Authored by Rebecca Kennedy; Published July 2024; Fantasy, Romance
⭐️⭐️ / 🏖️🏖️🏖️🏖️
I haven’t read a romantasy novel before that came off quite so much as fan fiction as this one—even Twilight. But, the best way I can describe Beautiful Villain is as The Great Gatsby fan fiction.
Beautiful Villain follows the same outlines as The Great Gatsby for the first half of the plot, merely transplanted into the twenty-first century. However, when Gatsby is shot, the similarities between the two novels end. It is revealed that he is a vampire, and while this guarantees his survival—as he is nearly immortal—it presents Daisy with new choices. Can she pursue a relationship with a vampire? Should she consider becoming one herself? In this rendition of the story, she’s a recent college grad who hasn’t yet found her passion, and Gatsby’s vampire community presents an attractive option for her life. But the community is soon endangered by one of the very first humans to be turned into a vampire, who cannot abide with Gatsby’s style of vampirism and comes to violently bring down his empire.

I really struggled with the characters’ behavior in this novel, and most of my gripes come down to the narrator, Daisy. I appreciate that the author made an effort to give Daisy more autonomy and independence than 1920s Daisy had, but ultimately, it still felt like she was defined by her relationship to men rather than anything innate to herself. It was maddening to hear her falling all over herself over Gatsby’s heroism, especially considering the morally gray acts he committed. Inviting unsuspecting humans to his house to drug them and serve them up to vampires? Turning her friend into a vampire supposedly out of love for Daisy, but without informing her? In her shoes, I would have found him a little more difficult to love, in spite of their childhood romantic attachment. What I found truly baffling was just how easily Daisy accepted that Gatsby and many of his friends were vampires. There seemed to be only a few hours of concern before she fully embraced the concept and decided she wanted to become one herself, with no concerns about a wildly under-tested medical procedure. It struck me as strangely divorced from reality, and not in the fun way that most romantasy is.

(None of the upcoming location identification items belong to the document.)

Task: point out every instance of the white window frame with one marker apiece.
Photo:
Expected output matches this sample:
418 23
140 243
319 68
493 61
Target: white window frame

The concept behind how Gatsby became a vampire is an interesting element to the story, and I like the idea that the procedure, a scientific and medical solution for disease, is transformed by its first patients into a religious rite. The divide between the first to undergo the procedure and the subsequent patients, who treat the procedure much more matter of factly, is one of the more compelling aspects to the narrative, but I wish the author had spent more time with it, struggling with the tension between the two very different philosophies of vampirism. Similarly, Daisy’s supernatural power—a weakened form of voice control, which has a magnified impact on vampires—is a good concept that doesn’t get enough time or energy spent on it, constantly pushed aside for Gatsby’s needs.
Beautiful Villain was a miss for me. If you adore The Great Gatsby, I suspect you’ll feel the same.